A 21-year-old man spent 10 hours trapped in a damaged vehicle after a car accident. He was taken to a hospital in Nizwa (Oman) while fully conscious [4]. The examination showed that the chest, abdomen, back and pelvis were not damaged. At the same time, swelling of the right shoulder was observed, and the right upper limb was immobilized. X-ray examination revealed a fracture of the right clavicle.

Swelling of the right lower limb was also noted, but the skin was not damaged. There was diffuse swelling in the left leg involving the calf and thigh, as well as deep abrasions. Both legs were practically immobile at the ankle joints, and there were sensory disturbances in the shin area. A Doppler ultrasound study showed impaired venous blood flow in the foot and leg. Further observation revealed rapid accumulation of creatinine, myoglobin, potassium in the blood serum, as well as myoglobinuria.

Infusion therapy was carried out: saline solution, glucose, sodium bicarbonate. Despite this, the patient developed anuria and blood potassium levels continued to rise. The victim was prescribed hemodialysis and underwent fasciotomy of the left thigh and lower leg, as a result of which it was discovered that part of the thigh muscles was necrotic. On the 7th day of treatment, gram-negative bacteria – E.coli and bacteria of the genus Proteus – were found in a smear from the wound. The patient was prescribed adequate antibiotic therapy, and the wound was regularly treated with antiseptics. The patient's condition progressively worsened. Despite taking antibiotics, bacterial septicemia developed and amputation of the left leg was recommended, but the patient and his family refused. They decided to continue treatment abroad, where the victim died of severe sepsis three days after arrival.

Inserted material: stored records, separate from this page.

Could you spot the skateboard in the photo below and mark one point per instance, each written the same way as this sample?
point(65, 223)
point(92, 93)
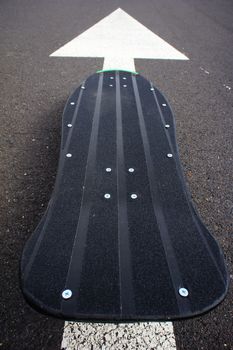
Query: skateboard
point(120, 239)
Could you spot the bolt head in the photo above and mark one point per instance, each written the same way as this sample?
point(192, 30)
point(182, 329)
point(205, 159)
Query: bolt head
point(183, 292)
point(169, 155)
point(134, 196)
point(66, 294)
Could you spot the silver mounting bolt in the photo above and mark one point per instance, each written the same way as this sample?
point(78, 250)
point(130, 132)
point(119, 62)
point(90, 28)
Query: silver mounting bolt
point(66, 294)
point(183, 292)
point(134, 196)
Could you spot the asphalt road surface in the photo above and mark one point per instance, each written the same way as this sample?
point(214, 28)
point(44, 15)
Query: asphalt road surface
point(34, 89)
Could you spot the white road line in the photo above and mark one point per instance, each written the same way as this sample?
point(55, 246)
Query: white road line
point(119, 38)
point(108, 336)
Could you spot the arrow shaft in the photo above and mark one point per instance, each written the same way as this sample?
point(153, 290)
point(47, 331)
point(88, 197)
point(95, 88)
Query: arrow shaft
point(123, 62)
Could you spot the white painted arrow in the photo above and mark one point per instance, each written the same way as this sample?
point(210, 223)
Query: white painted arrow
point(119, 38)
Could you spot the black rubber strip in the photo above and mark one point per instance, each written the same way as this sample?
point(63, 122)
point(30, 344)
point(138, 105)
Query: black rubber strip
point(78, 250)
point(182, 303)
point(56, 186)
point(126, 289)
point(187, 196)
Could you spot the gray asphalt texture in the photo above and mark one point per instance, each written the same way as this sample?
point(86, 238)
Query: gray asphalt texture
point(34, 89)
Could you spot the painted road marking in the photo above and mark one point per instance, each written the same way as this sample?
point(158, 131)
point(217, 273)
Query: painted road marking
point(106, 336)
point(119, 38)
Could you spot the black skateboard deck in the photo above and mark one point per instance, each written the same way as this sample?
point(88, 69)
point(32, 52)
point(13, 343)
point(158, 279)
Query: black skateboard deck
point(120, 239)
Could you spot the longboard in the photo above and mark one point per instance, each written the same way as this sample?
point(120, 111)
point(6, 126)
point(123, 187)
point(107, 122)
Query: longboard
point(121, 239)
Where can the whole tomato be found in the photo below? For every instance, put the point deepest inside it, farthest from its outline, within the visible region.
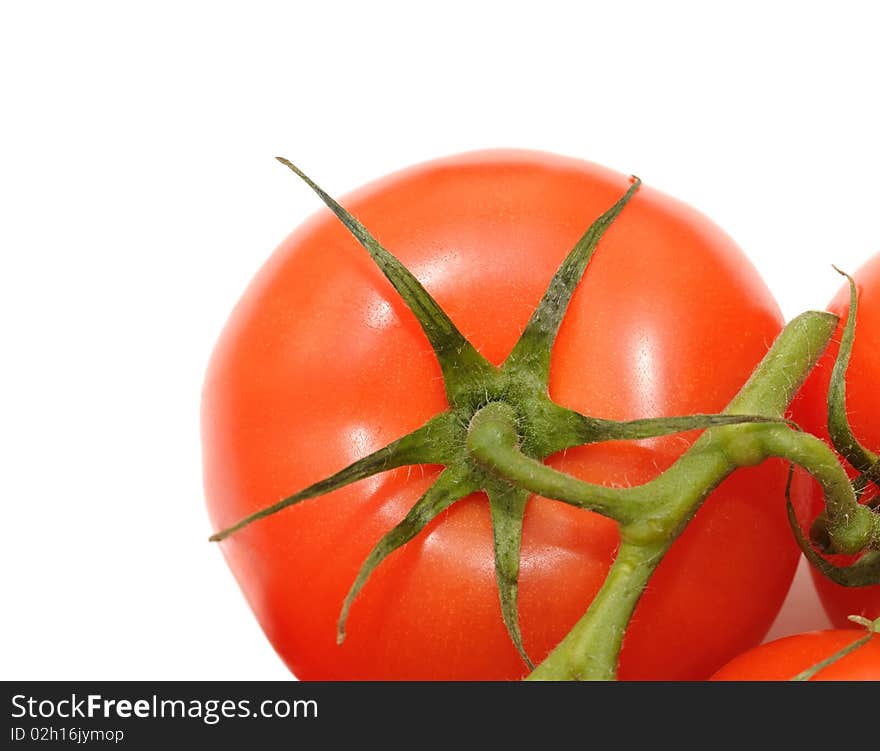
(783, 659)
(320, 364)
(862, 407)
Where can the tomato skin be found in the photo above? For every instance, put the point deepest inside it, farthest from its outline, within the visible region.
(783, 659)
(320, 363)
(863, 406)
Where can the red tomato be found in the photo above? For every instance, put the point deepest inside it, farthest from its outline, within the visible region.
(320, 364)
(863, 405)
(783, 659)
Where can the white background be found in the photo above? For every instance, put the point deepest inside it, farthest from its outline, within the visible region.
(138, 195)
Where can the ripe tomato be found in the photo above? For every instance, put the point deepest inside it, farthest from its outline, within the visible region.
(783, 659)
(863, 405)
(320, 363)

First aid for compartment syndrome


First aid should be provided immediately at the place where the victim is located. Before you begin to free a person from a pressing object, it is necessary to eliminate pain syndromes and restore the patient’s psycho-emotional state. Analgin, promedol solution or any other sedative medications can be used as an anesthetic. If you notice that the patient’s abdominal area is not compressed, then you can give him any strong alcoholic beverage to drink.

Proper liberation of a person begins from the head to the torso. But there are exceptions, so you need to be guided by the situation. It is very important to prevent the patient from suffocating, which happens quite often. To do this, if possible, place the person in a comfortable position and clear all the upper respiratory tract. This way you can avoid asphyxia. If you notice external bleeding in a person, you should stop it immediately.